You could do basic focal analysis with simple polygon fishnets and modelbuilder. Anything you can do with Toolbox functions or ArcPy can be automated in modelbuilder, which can be exported as an ArcPy script. For example I believe you could achieve your goal with a process of selections, buffering, spatial joins and dissolves.

As an example:

  • select out the polygons that have animal sightings into an animal sightings selection or layer

  • buffer them a small amount to ensure that the result will intersect with diagonal neighbors.

  • Select from neighbors by doing a spatial join from the buffered animal sighting polygons one-to-many. If the right parameters are provided in the spatial join you should get the neighbors with a join_count which should indicate how many animal sightings positive cells the neighbor intersected with.

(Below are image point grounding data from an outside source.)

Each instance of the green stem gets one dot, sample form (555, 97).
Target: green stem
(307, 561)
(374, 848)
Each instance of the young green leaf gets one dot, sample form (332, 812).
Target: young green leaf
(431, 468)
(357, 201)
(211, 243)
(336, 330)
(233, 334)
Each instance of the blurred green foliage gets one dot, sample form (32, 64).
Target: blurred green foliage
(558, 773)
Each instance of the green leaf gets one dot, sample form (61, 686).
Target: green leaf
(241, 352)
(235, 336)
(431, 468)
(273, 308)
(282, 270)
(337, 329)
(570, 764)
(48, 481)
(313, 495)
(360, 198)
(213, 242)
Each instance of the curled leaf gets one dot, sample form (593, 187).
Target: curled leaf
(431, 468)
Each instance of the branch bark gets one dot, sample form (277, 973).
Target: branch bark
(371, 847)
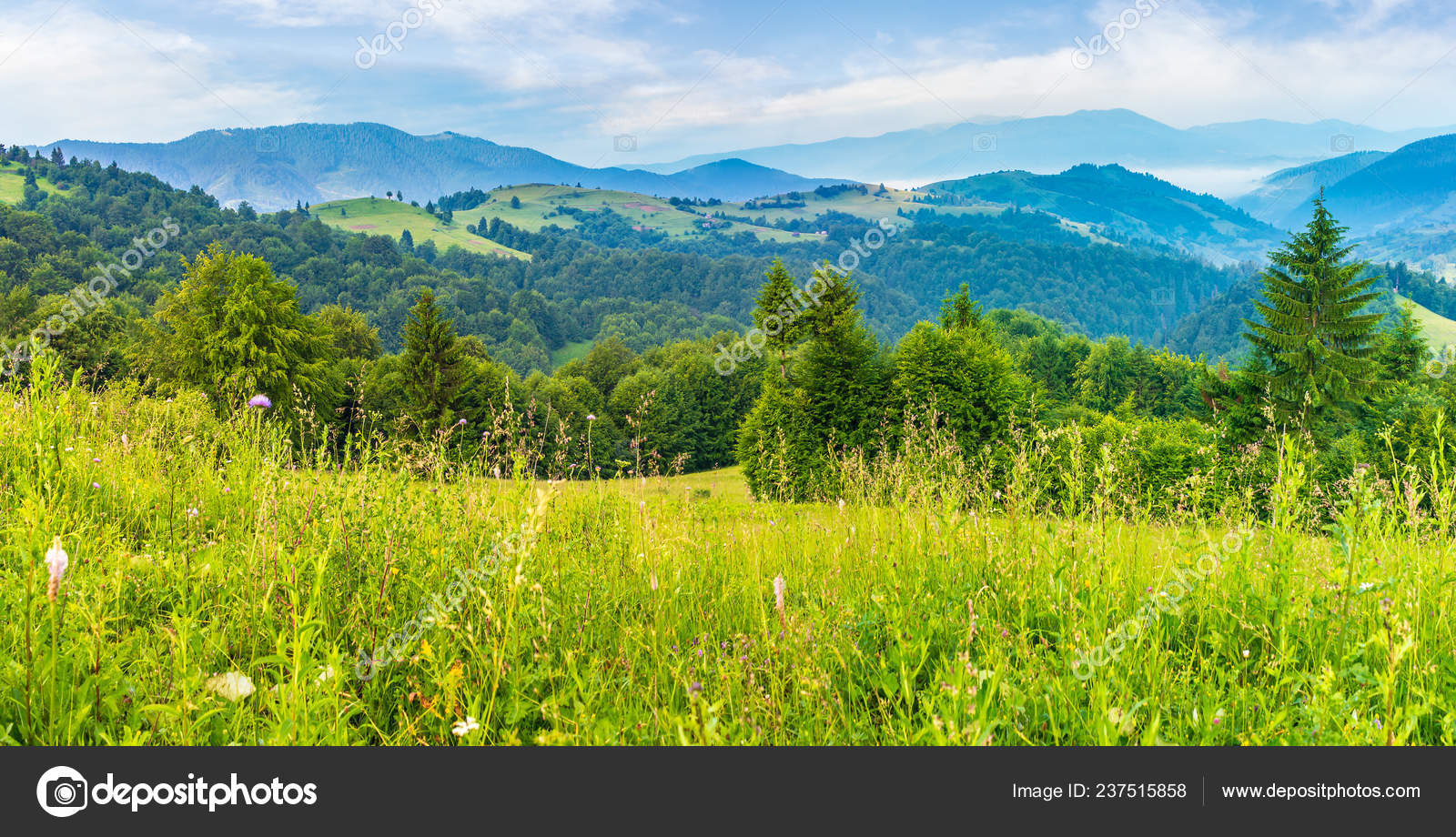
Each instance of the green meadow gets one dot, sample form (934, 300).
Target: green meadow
(386, 217)
(226, 581)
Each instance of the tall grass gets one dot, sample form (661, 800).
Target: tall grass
(944, 600)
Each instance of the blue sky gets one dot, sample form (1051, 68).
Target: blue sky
(693, 76)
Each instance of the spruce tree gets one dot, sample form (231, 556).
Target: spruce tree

  • A dissolve based on overlapping geometry and id should clear up duplicates of neighbors.
  • Finally a simple field calculation could calculate the ratio you described.

It may be more you may want to look into using ArcGIS Raster Calculator. It allows you to analyze multiple overlaying rasters and perform math on them, simple or complex. Your project sounds somewhat like Agent Based Modeling. I would definitely google it in conjunction with Wildlife Ecology Management, etc in case someone has already published a workflow that applies. Here is a guide that esri published about agent based modeling with Agent Analyst that might help you. Agent analyst likely requires extra licensing and the whole area of study may not apply to your ultimate goal. However, the text may be of interest because there seem to be some similarities with your description and many of the Agent Analyst workflow steps can actually be done with other esri tools like raster calculator.


  • I don't see how ABM comes into play. He simply wants to perform a basic focal analysis. Perhaps ABM is (or should be) his ultimate goal, but the question was much more basic. Let's not overwhelm him.
    – Tom
    Jun 11, 2019 at 18:22
  • 2
    Thanks for the feedback. I restructured accordingly. I can see where the area of ABM study might not be neccessary for the process described and could be overwhelming. It could also be enlightening and if one can begin to implement the techniques used to perform ABM in Arcgis, focal analysis workflows would be easier to conceptualize. Jun 11, 2019 at 22:37

I was able to use the polygon neighbor tool in ArcMap as recommended by @FelixIP. Using this tool in conjunction with an iterator in model builder was able to do the trick. Thanks to everyone who provided insight into this analysis.